Ken DuBois is a marketing guru by day and a freelance writer by night. He has written film reviews for, and worked for a time as a theater critic. He is passionate about working out: When he's not in the pool, he's hiking, biking, walking and, weather permitting, working on his backhand.

Eye surgery sounds pretty scary--it's one of those things you hope you never have to face. But according to the Mayo Clinic, more than 90 percent of people who have a cataract removed enjoy improved vision after the procedure. Find out how this minimally invasive surgery can help your vision--and learn how to prevent getting cataracts in the first place.

"I put it off because I was afraid of the operation," says Jere, an 80-year-old who delayed her cataract surgery for over a year after she first noticed the problem. "My depth perception was affected. The headlights and streetlights were haloed--they weren't distinct--so I wouldn't drive at night." Finally, her vision in one eye got so bad, she couldn't put it off any longer. "It was getting so I was only using one eye," she recalls.

"But when I had the surgery," she says, "it was just like going to the dentist--it was nothing! In fact, I wasn't in the chair as long as I usually am at the dentist. So all these fears were unfounded."

Cataract Cattle Call Cataract surgery has become so routine that some large health care providers now schedule groups of patients on a single designated day--the first Tuesday of every month, for example.  Not only is the treatment advanced, the problem is extremely common, especially with the steady increase in America's senior population. As many as 70 percent of Americans over the age of 75 have cataracts significant enough to impact their vision, according to the Mayo Clinic; by age 65, about half of all Americans have developed some degree of lens clouding.

In other words, cataracts are a natural part of aging for most Americans. Fortunately it's a condition that is not a danger to the health of one's eye, and one that causes irritation only in the most extreme cases. The problem occurs only in the lens, which is located just behind the iris (the colored part of the eye) and pupil, and is roughly the size and shape of an M&M. Lenses focus the light that enters your eye, on its way to the retina at the back inside wall of the eyeball, in the same way a camera lens focuses light before it hits the film. When the lens becomes clouded, the pictures that land on the retina are, well they look like your camera is suddenly out of focus.  
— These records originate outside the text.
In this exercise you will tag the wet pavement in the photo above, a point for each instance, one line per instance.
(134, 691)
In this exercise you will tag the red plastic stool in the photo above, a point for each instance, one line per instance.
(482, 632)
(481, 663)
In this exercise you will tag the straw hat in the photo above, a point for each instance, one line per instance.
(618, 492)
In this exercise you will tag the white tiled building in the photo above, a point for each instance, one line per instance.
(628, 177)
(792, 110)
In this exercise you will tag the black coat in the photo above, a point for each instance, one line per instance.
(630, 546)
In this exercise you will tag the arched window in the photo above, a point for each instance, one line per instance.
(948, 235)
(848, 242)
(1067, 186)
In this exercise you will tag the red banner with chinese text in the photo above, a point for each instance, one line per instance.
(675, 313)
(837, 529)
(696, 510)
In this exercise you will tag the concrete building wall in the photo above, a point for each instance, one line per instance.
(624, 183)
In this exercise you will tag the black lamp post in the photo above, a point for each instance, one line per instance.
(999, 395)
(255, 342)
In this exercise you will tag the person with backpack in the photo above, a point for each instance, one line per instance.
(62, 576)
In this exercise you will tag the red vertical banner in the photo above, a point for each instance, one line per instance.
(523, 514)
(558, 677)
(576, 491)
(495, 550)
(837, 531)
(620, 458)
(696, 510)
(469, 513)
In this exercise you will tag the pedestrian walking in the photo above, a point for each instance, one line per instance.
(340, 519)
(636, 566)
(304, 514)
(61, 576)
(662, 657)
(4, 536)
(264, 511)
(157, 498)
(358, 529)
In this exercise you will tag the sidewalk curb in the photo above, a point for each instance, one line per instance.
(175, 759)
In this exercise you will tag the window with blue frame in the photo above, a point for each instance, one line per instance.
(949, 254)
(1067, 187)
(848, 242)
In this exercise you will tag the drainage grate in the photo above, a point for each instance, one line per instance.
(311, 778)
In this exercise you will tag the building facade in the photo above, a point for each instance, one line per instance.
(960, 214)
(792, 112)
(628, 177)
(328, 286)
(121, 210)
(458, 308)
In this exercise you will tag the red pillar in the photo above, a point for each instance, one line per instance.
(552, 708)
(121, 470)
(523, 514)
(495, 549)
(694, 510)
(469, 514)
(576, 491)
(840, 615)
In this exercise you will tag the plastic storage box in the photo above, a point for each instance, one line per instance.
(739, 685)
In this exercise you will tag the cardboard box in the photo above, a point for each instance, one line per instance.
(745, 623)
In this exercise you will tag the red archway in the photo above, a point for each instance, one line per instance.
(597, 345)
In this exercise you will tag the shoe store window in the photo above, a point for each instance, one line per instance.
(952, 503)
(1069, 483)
Clean Living, Clean LensLike a lot of body parts, the lens becomes less flexible and thicker as you age. They're mostly made of water and protein fibers, and as you get older, the protein fibers may break down and clump together. The result of that fiber breakdown is clouding, which may worsen over time and usually affects both eyes symmetrically. Why lenses change with age is still a matter of ophthalmological debate, but the National Eye Institute of the National Institutes of Health asserts that clean living--in particular, being a non-smoker--can reduce the risk.

Many people realize they have a cataract when they experience one or more of these common symptoms:

  • Clouded vision
  • Impaired night vision
  • A halo effect around lights
  • Fading colors

Others learn they have a cataract while getting their eyes examined; the condition is easy for a health care professional to spot, even in the early stages. And when it comes time to correct the problem, the procedure is simple: Cataract surgery means removing the lens completely, and replacing it with a synthetic clear lens implant. The surgery, with the help of local anesthetic, is pain-free, and recovery is fast. In some cases, a person may be able to resume normal daily activities on the day of the surgery, and may start driving again the very next day.

Jere recalls her cataract surgery lasting about 20 minutes. She went home feeling fine, with no discomfort at all, and right away began to see what she'd been missing. "When I picked out the paint for my kitchen--yellow--the painter nicely tried to talk me out of it. Well, I got home from my cataract surgery, and I go into the kitchen, it was--whoa! I didn't know the color was so bright!"